Momen haru terjadi saat Dedi Mulyadi menengok sapi-sapinya di kandang untuk yang terakhir kali. Sebab mulai hari ini sapi-sapi tersebut akan didistribusikan untuk kurban ke berbagai daerah dalam rangka Idul Adha.
Dedi menuju kandang yang berada di belakang rumahnya di Lembur Pakuan, Subang, untuk melihat suasana terakhir sebelum nantinya sapi-sapi tersebut disalurkan dan dipotong.

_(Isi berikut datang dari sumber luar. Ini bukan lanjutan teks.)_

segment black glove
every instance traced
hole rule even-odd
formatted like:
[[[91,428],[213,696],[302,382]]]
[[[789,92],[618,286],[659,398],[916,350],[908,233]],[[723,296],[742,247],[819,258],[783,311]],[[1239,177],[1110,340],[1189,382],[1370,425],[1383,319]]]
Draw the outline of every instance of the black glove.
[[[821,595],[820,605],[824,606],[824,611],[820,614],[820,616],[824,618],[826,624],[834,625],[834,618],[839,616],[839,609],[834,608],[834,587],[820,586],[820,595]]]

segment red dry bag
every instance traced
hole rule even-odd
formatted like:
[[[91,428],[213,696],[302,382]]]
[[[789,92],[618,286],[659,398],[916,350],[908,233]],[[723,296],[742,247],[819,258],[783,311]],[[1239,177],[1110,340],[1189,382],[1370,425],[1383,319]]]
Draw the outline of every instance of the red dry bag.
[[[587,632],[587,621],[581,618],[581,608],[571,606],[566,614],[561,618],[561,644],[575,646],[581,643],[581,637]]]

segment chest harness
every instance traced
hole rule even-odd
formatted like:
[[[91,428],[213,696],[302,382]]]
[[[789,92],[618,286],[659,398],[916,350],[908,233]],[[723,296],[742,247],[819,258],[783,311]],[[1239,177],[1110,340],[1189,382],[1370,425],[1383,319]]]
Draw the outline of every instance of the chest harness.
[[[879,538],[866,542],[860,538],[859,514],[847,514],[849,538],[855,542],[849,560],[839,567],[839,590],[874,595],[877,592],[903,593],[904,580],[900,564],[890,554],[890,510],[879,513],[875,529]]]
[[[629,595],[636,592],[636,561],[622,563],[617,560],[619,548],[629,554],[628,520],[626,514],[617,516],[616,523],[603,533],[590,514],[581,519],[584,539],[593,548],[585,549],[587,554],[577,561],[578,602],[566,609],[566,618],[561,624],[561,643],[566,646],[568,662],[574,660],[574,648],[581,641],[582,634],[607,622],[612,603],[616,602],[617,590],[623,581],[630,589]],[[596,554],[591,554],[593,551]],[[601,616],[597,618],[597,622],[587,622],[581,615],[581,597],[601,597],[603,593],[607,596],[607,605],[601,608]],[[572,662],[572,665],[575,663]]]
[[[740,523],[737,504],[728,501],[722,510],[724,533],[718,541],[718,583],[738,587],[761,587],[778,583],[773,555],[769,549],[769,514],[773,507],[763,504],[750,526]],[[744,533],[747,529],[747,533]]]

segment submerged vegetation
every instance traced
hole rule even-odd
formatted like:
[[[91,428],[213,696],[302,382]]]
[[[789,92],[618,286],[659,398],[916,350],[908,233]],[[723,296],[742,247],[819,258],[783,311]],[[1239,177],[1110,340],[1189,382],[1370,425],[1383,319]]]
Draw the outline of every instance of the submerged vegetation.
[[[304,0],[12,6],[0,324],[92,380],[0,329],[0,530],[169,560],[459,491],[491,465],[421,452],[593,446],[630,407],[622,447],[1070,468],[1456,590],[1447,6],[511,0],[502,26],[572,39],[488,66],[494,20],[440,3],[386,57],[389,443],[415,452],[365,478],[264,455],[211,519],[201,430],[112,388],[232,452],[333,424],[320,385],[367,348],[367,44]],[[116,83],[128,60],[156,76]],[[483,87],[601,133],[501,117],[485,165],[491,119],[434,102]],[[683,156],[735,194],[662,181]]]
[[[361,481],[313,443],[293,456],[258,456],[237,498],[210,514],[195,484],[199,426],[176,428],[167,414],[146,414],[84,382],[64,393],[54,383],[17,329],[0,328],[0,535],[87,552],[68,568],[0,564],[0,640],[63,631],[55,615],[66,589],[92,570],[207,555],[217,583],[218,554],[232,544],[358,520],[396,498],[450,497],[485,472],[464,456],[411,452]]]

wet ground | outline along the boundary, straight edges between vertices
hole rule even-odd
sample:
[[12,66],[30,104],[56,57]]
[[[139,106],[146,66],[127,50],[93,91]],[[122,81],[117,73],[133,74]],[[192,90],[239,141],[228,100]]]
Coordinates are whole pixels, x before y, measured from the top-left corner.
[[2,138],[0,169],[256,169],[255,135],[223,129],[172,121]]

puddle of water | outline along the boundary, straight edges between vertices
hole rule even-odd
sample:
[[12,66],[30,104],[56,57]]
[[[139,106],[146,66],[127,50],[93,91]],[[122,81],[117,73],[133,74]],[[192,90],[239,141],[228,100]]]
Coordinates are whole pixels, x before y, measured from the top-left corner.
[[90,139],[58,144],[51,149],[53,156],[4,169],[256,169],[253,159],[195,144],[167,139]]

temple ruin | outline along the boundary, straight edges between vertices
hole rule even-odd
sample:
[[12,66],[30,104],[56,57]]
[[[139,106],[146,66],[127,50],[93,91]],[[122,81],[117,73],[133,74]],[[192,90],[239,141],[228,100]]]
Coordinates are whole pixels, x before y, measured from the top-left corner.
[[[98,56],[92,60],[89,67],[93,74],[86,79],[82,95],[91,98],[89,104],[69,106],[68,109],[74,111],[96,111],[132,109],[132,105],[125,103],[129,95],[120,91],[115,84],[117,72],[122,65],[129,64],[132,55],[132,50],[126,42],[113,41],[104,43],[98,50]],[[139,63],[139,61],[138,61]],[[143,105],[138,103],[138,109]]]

Bagi Dedi Mulyadi, sapi-sapi tersebut selama diurus tidak hanya dimanfaatkan dagingnya tapi juga kotorannya.
"Bagian dari hobi saya untuk mengurus sapi bukan hanya dagingnya yang jadi harapan, tetapi kotorannya yang dibikin pupuk organik untuk sawah sekitar sini, dan nanti daun padinya untuk makan sapi lagi. Ini yang disebut dengan ekosistem ekonomi,” katanya.
Dalam momen hari terakhir kebersamaan dengan sejumlah sapi miliknya, Dedi Mulyadi untuk terakhir kalinya memberi makan pada sapi-sapinya.